Les vermicelles jouent un rôle clé. Coupés court, ils absorbent l’excès de jus pendant la cuisson et donnent du moelleux au cœur du rouleau. Un œuf battu lie l’ensemble et facilite le pliage. On assaisonne avec mesure : sauce poisson, poivre et un peu d’ail suffisent à parfumer sans alourdir.

Plier et cuire

Le pliage décide de la tenue. On humidifie la galette de riz quelques secondes pour l’assouplir, on dépose une portion de garniture au bord, on rabat les côtés puis on roule serré. Un rouleau bien fermé ne laisse pas entrer l’huile et garde sa forme nette. Trop lâche, il s’ouvre et se gorge de gras.

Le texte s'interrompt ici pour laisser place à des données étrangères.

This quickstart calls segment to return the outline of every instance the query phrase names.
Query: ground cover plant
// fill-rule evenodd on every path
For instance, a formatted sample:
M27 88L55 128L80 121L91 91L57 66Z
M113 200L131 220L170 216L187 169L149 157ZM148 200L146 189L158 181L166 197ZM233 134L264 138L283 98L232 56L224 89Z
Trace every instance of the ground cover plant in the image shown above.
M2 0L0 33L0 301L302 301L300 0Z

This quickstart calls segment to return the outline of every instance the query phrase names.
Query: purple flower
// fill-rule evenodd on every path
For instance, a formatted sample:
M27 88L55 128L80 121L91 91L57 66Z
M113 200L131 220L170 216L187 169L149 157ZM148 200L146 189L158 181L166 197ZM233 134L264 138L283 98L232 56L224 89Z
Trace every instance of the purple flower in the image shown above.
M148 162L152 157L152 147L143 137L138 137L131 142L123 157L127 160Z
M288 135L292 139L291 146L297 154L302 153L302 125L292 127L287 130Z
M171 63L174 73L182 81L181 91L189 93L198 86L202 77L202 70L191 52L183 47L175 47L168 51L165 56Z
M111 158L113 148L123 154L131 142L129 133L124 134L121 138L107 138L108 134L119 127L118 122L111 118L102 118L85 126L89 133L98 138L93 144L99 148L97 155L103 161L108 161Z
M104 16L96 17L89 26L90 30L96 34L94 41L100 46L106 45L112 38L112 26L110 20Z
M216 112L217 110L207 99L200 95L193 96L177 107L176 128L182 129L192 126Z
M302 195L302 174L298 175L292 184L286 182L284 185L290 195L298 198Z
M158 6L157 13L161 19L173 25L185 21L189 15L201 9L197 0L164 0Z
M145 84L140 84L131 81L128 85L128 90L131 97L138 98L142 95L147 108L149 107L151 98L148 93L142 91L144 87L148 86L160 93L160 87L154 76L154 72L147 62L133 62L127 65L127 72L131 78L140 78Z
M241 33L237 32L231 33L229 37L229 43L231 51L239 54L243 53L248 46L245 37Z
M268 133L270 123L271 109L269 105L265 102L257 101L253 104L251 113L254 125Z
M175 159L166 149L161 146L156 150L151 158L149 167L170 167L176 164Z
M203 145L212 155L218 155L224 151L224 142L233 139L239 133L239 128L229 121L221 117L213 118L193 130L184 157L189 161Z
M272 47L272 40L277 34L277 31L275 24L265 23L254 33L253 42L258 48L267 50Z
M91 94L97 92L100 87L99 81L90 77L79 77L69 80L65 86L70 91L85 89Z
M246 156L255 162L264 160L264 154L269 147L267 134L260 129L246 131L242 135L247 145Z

La cuisson demande une huile bien chaude mais pas brûlante. Trop froide, elle imbibe le nem qui devient mou. Trop forte, elle dore la surface avant que l’intérieur ne soit chaud. On plonge les nems sans surcharger la poêle, on les retourne pour une couleur régulière, puis on les égoutte sur un papier absorbant. Beaucoup de cuisiniers de rue font une double cuisson : une première fois à feu modéré, une seconde plus vive juste avant de servir, pour un croustillant qui dure.

Servir et accompagner

Le nem se mange chaud et minute, enroulé dans une feuille de salade avec des herbes fraîches et trempé dans une sauce nuoc-cham acidulée. Cette fraîcheur tranche avec le gras du rouleau et équilibre la bouchée. Pour réussir la sauce qui l’accompagne, notre rubrique bases et condiments explique les mélanges sucrés-salés de référence.

Trois erreurs reviennent souvent. Une garniture trop humide qui fait éclater le rouleau. Un pliage lâche qui laisse entrer l’huile. Et une friture menée à feu froid qui rend le nem gras et mou. En gardant la garniture sèche, le pliage serré et l’huile à la bonne température, des nems dorés et nets deviennent un réflexe, et la street food vietnamienne entre dans votre cuisine.